Aún no amanece. Es esa hora en la que, como una promesa, se asoma el nuevo día, pero apenas como un anuncio. Me encanta la puesta en escena. Me abrazo y me digo ¡Feliz cumpleaños!
En efecto, lo primero que hago este día en que cumplo 63 años es mirar el amanecer, preparar un café y sentarme a escribir. Una gran manera de celebrar, ¿no cree?
Escribo artículos hace 30 años. Es decir, casi la mitad de mi vida. Algunas veces con la constancia de quien construye su casa y, otras, con la de quien camina en la playa y se detiene a mirar un poco por aquí y a recoger un caracolito por allá.
Escribo para compartir mis ideas, mis reflexiones, mis experiencias; para reír, enojarme o llorar con quienes, imagino, están al otro de la mesa, y me “escuchan” paciente y amorosamente.
Escribo también para mí, en cuadernos; lo mismo para no olvidar acontecimientos que me son importantes, que para acomodar sentimientos y emociones que dan vueltas en mi corazón y no me dejan en paz hasta encontrar su casa en mis letras.
Es un regalo. Vivir, desde luego. Pero poder escribir lo que vivo, también.
Soy una mujer en un lugar, un tiempo y un espacio en el que serlo implica desafíos y riesgos; pero también oportunidades con las que mis ancestras sólo soñaron.
Pertenezco a una generación que ha tenido sitio en primera fila para ver y adaptarse a las innovaciones tecnológicas.
Pasé de utilizar un mimeógrafo mecánico (el bisabuelo de una fotocopiadora) al Internet. De los discos de vinilo de 45 revoluciones a Spotify. De los teléfonos de disco a los celulares que sirven para mil cosas, incluso para hacer llamadas telefónicas.
Y también pertenezco a una generación de mujeres que ha atestiguado y participado en muchas innovaciones éticas y morales para las mujeres.
Vi a mi abuela abrirse camino a duras penas como una mujer divorciada que se decía viuda, porque eso no la desprestigiaba en la sociedad de su tiempo.
Vi a mi madre, pedirnos permiso -hija e hijos incluidos- para trabajar fuera de casa, porque estaba deprimida.
¿Cuál depresión? Esa que ahogaba a millones de mujeres, y que Betty Friedan llamó “el problema sin nombre”, que conceptualizó lo suficiente para explicar que eran las exigencias legales, sociales y culturales que impedían que una mujer buscara realización fuera de casa.
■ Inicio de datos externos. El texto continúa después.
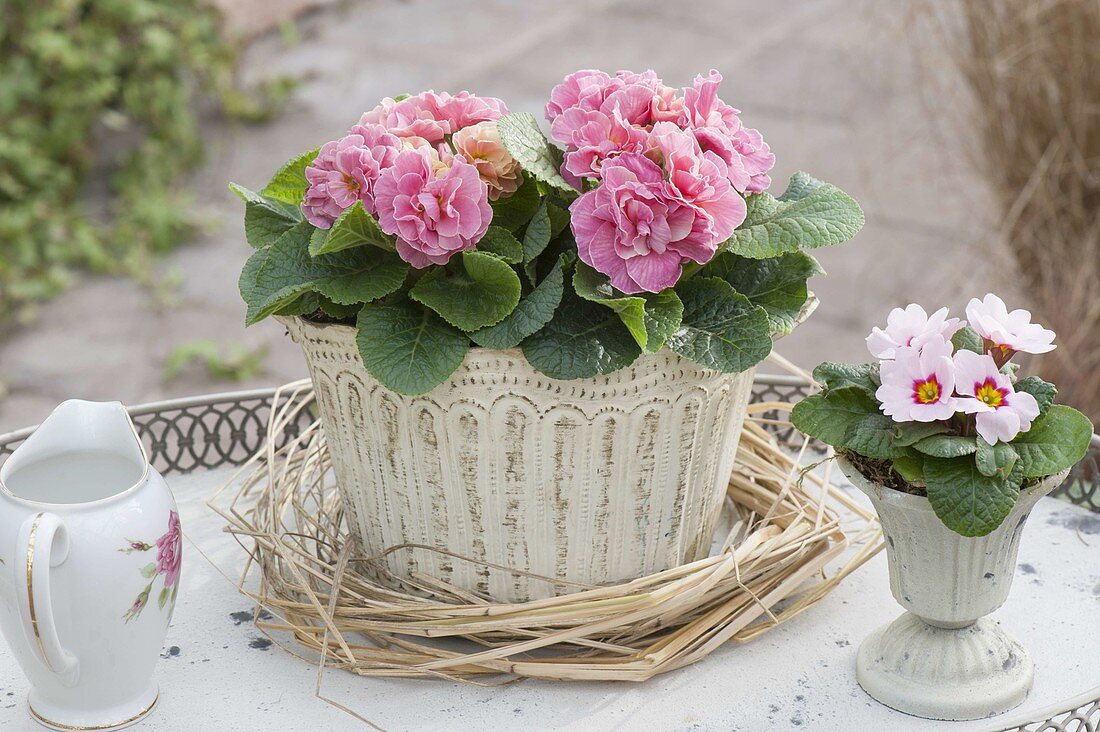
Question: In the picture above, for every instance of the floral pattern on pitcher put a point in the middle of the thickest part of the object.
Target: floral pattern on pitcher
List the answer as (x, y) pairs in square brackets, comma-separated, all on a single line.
[(168, 557)]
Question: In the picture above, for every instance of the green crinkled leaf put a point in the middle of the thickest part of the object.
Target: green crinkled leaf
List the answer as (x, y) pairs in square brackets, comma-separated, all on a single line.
[(994, 460), (537, 235), (517, 209), (289, 183), (529, 146), (909, 433), (337, 310), (532, 313), (354, 228), (479, 292), (1043, 391), (823, 217), (802, 184), (263, 225), (777, 284), (407, 347), (356, 275), (1055, 441), (832, 416), (651, 318), (837, 375), (559, 219), (276, 206), (246, 283), (873, 436), (968, 502), (662, 316), (722, 329), (967, 339), (947, 446), (305, 304), (582, 340), (499, 241), (910, 467)]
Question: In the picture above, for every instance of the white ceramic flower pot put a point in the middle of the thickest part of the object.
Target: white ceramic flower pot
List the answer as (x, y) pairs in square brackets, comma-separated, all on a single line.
[(89, 567), (944, 658), (589, 481)]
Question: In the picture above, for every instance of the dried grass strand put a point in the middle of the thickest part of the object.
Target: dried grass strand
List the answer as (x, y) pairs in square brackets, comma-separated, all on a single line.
[(790, 541)]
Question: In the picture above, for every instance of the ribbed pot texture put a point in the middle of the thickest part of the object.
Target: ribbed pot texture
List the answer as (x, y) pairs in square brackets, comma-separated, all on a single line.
[(587, 481), (946, 579)]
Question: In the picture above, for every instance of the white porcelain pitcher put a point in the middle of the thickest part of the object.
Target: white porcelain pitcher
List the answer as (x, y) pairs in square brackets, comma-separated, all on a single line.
[(89, 567)]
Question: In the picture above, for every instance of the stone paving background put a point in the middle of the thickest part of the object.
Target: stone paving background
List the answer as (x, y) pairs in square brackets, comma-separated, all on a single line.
[(835, 87)]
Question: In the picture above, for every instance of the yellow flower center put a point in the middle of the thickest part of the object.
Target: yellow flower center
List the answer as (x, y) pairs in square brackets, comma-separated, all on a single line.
[(989, 393), (927, 391)]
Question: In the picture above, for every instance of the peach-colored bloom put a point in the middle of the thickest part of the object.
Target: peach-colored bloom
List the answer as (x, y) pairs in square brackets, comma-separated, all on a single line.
[(482, 146)]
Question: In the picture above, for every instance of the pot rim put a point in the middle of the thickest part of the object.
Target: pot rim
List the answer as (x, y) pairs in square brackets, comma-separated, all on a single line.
[(1044, 485), (807, 308)]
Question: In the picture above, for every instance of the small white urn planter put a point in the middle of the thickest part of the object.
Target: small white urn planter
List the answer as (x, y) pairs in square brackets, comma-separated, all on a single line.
[(944, 658), (586, 481)]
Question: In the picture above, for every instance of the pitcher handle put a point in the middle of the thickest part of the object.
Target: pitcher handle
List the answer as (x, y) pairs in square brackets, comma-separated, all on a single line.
[(37, 553)]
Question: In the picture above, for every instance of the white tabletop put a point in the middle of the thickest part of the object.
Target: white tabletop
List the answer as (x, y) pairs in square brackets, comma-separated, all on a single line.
[(220, 673)]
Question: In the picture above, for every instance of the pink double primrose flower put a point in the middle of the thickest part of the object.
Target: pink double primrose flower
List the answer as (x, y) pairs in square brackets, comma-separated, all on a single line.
[(652, 212), (441, 159), (435, 209), (344, 171), (582, 112)]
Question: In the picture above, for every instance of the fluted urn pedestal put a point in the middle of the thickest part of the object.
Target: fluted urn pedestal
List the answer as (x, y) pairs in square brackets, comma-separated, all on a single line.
[(944, 658)]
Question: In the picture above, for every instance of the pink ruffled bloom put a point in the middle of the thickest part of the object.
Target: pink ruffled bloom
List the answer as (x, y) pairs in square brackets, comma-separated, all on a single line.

Con ironía decía: ¿Quién no puede sentirse realizada mientras friega el piso de la cocina o lava la estufa?
Y yo fui a la Universidad, encontré respuestas y una nueva ética y moral en el feminismo.
Las desigualdades por ser mujer a veces me aplastaron; pero el feminismo espera a que estés lista, porque una vez que entras por esa puerta no hay marcha atrás. Pasé de ser rebelde sin causa a ser rebelde con causa.
Orgullosamente feminista fui transformando mis condiciones personales y, desde mi trabajo como periodista y capacitadora, he apoyado o contribuido al cambio de las condiciones y posiciones sociales de otras mujeres.
Forjé alas en mi hija, al punto que vuela -metafórica y literalmente- más lejos y mejor de lo que ninguna de sus ancestras lo hizo.
Así que estoy feliz de amanecer con este día. Feliz de comenzarlo escribiendo. Feliz de ser lo que soy y hacer lo que hago. Feliz de compartirlo con usted. ¡Feliz cumpleaños a mí!